Corrino Recipe Documentation

Deploy a Recipe

POST /deployment

Request Body

Parameter	Type	Required	Description
recipe_id	string	Yes	One of the following: `llm_inference_nvidia`, `lora_finetune_nvidia`, or `mlcommons_lora_finetune_nvidia`
deployment_name	string	Yes	Any deployment name to identify the deployment details easily. Must be unique from other recipe deployments.
recipe_mode	string	Yes	One of the following: `service` or `job`. Enter `service` for inference recipe deployments and `job` for fine-tuning recipe deployments.
service_endpoint_domain	string	No	Required for inference recipe deployments. Inference endpoint will point to this domain.
recipe_container_port	string	No	Required for inference recipe deployments. Inference endpoint will point to this port.
recipe_node_shape	string	Yes	Enter the shape of the node that you want to deploy the recipe on to. Example: `BM.GPU.A10.4`
recipe_node_pool_size	int	Yes	Number of nodes that you want to allocate for this recipe deployment. Ensure you have sufficient capacity. This feature is under development. Always enter 1.
recipe_nvidia_gpu_count	int	Yes	Number of GPUs within the node that you want to deploy the recipe's artifacts on to. Must be greater than 0. Must be less than the total number of GPUs available in the node shape. For example, `VM.GPU.A10.2` has 2 GPUs, so this parameter cannot exceed 2 if the `recipe_node_shape` is `VM.GPU.A10.2`.
recipe_replica_count	int	Yes	Number of replicas of the recipe container pods to create. This feature is under development. Always enter 1.
recipe_ephemeral_storage_size	int	Yes	Ephemeral (will be deleted) storage in GB to add to node. If pulling large models from huggingface directly, set this value to be reasonably high. Cannot be higher than `boot_volume_size`.
recipe_node_boot_volume_size_in_gbs	int	Yes	Size of boot volume in GB for image. Recommend entering 500.???
recipe_shared_memory_volume_size_limit_in_mb	int	Yes	???. Recommend entering 100.??
input_object_storage	object	Yes	Name of bucket to mount at location “mount_location”. Mount size will be `volume_size_in_gbs`. Will copy all objects in bucket to mount location. Store your LLM model (and in the case of fine-tuning recipes, your input dataset as well) in this bucket. Example: `[{"bucket_name": "corrino_hf_oss_models", "mount_location": "/models", "volume_size_in_gbs": 500}]`
output_object_storage	object	No	Required for fine-tuning deployments. Name of bucket to mount at location “mount_location”. Mount size will be “volume_size_in_gbs”. Will copy all items written here during program runtime to bucket on program completion.
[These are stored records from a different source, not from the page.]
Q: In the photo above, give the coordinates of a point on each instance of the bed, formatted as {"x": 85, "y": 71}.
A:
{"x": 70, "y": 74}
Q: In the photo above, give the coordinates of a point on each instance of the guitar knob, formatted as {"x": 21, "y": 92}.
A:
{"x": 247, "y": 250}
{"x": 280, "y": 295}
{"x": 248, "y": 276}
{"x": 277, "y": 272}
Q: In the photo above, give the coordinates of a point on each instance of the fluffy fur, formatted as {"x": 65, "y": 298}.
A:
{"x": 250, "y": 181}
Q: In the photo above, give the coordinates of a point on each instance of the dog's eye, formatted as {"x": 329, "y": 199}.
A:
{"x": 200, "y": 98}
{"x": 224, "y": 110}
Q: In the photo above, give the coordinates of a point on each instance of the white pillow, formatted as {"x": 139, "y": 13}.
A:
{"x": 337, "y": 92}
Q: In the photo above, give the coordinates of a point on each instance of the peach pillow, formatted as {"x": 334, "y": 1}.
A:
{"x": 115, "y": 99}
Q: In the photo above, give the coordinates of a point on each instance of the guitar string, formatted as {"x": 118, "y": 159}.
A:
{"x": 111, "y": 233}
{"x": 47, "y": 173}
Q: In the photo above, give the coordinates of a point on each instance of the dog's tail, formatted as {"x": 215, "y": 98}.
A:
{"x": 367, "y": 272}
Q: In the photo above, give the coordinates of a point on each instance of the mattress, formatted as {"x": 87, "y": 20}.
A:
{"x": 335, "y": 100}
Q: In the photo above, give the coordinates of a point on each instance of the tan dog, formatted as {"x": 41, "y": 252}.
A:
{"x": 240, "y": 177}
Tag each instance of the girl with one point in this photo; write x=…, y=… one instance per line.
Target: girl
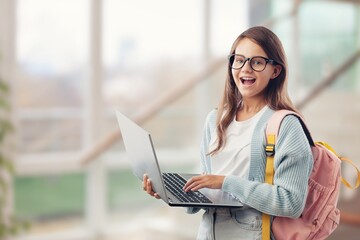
x=233, y=147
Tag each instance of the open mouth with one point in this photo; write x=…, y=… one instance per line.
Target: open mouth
x=247, y=80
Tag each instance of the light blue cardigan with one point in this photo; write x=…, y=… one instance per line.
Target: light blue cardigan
x=293, y=164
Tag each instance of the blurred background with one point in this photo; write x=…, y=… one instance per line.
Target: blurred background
x=69, y=63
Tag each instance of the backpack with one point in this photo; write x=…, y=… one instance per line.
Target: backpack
x=320, y=216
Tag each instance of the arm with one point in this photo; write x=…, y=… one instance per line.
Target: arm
x=293, y=164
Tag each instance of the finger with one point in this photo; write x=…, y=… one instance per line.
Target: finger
x=149, y=187
x=145, y=178
x=193, y=184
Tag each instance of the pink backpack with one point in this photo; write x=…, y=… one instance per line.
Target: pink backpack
x=321, y=215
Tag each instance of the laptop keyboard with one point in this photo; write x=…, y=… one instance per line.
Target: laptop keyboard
x=174, y=183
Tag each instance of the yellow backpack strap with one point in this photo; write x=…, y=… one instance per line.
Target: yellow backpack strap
x=269, y=178
x=346, y=183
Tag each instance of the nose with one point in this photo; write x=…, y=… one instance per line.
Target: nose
x=246, y=66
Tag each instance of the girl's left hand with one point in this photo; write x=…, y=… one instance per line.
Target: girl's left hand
x=204, y=181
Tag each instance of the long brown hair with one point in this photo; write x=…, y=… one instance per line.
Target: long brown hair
x=276, y=95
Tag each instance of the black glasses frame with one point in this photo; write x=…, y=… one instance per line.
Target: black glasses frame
x=231, y=59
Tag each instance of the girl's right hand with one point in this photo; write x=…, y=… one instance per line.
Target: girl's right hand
x=148, y=187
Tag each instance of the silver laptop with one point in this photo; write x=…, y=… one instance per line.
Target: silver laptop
x=141, y=153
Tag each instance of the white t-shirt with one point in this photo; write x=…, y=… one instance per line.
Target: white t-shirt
x=234, y=158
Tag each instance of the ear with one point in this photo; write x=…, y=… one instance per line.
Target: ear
x=277, y=71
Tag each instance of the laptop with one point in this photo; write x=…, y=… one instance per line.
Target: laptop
x=141, y=153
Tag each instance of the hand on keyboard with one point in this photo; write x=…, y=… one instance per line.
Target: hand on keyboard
x=204, y=181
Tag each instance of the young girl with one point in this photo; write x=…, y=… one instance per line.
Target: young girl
x=233, y=148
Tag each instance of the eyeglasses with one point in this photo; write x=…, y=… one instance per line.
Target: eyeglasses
x=257, y=63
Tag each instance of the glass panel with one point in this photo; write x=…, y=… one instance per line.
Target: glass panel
x=52, y=56
x=148, y=49
x=51, y=203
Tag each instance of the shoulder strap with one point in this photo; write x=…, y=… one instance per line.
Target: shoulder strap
x=274, y=123
x=272, y=130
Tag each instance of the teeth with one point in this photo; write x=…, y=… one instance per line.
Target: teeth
x=247, y=78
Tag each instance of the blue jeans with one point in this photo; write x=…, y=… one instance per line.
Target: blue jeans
x=227, y=223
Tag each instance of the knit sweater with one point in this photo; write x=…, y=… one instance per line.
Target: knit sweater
x=293, y=163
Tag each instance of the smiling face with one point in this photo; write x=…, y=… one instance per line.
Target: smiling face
x=251, y=84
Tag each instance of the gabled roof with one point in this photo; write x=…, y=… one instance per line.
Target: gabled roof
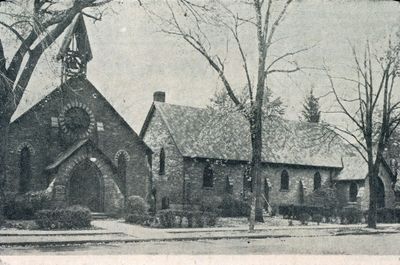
x=81, y=82
x=206, y=133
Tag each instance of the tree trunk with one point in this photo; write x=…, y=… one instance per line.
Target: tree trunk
x=4, y=125
x=255, y=172
x=372, y=198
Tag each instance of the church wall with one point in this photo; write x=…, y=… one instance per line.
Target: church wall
x=35, y=128
x=170, y=184
x=194, y=175
x=343, y=191
x=117, y=137
x=113, y=199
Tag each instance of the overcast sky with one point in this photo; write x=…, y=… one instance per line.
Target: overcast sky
x=132, y=59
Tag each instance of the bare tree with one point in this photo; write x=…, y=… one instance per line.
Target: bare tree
x=36, y=24
x=373, y=110
x=196, y=21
Example: `[{“bucket_name”: “output”,“mount_location”: “/output”,“volume_size_in_gbs”: 500}]`
recipe_image_uri	string	Yes	Location of the recipe container image. Each recipe points to a specific container image. See the recipe.json examples below. Example: `iad.ocir.io/iduyx1qnmway/corrino-devops-repository:vllmv0.6.2`
recipe_container_command_args	string	No	Container init arguments to pass. Each recipe has specific container arguments that it expects. See the Recipe Arguments section below for details. Example: `["--model","$(Model_Path)","--tensor-parallel-size","$(tensor_parallel_size)"]`
recipe_container_env	string	No	Values of the recipe container init arguments. See the Recipe Arguments section below for details. Example: `[{"key": "tensor_parallel_size","value": "2"},{"key": "model_name","value": "NousResearch/Meta-Llama-3.1-8B-Instruct"},{"key": "Model_Path","value": "/models/NousResearch/Meta-Llama-3.1-8B-Instruct"}]`
skip_capacity_validation	boolean	No	Determines whether validation checks on shape capacity are performed before initiating deployment. If your deployment is failing validation due to capacity errors but you believe this not to be true, you should set `skip_capacity_validation` to be `true` in the recipe JSON to bypass all checks for Shape capacity.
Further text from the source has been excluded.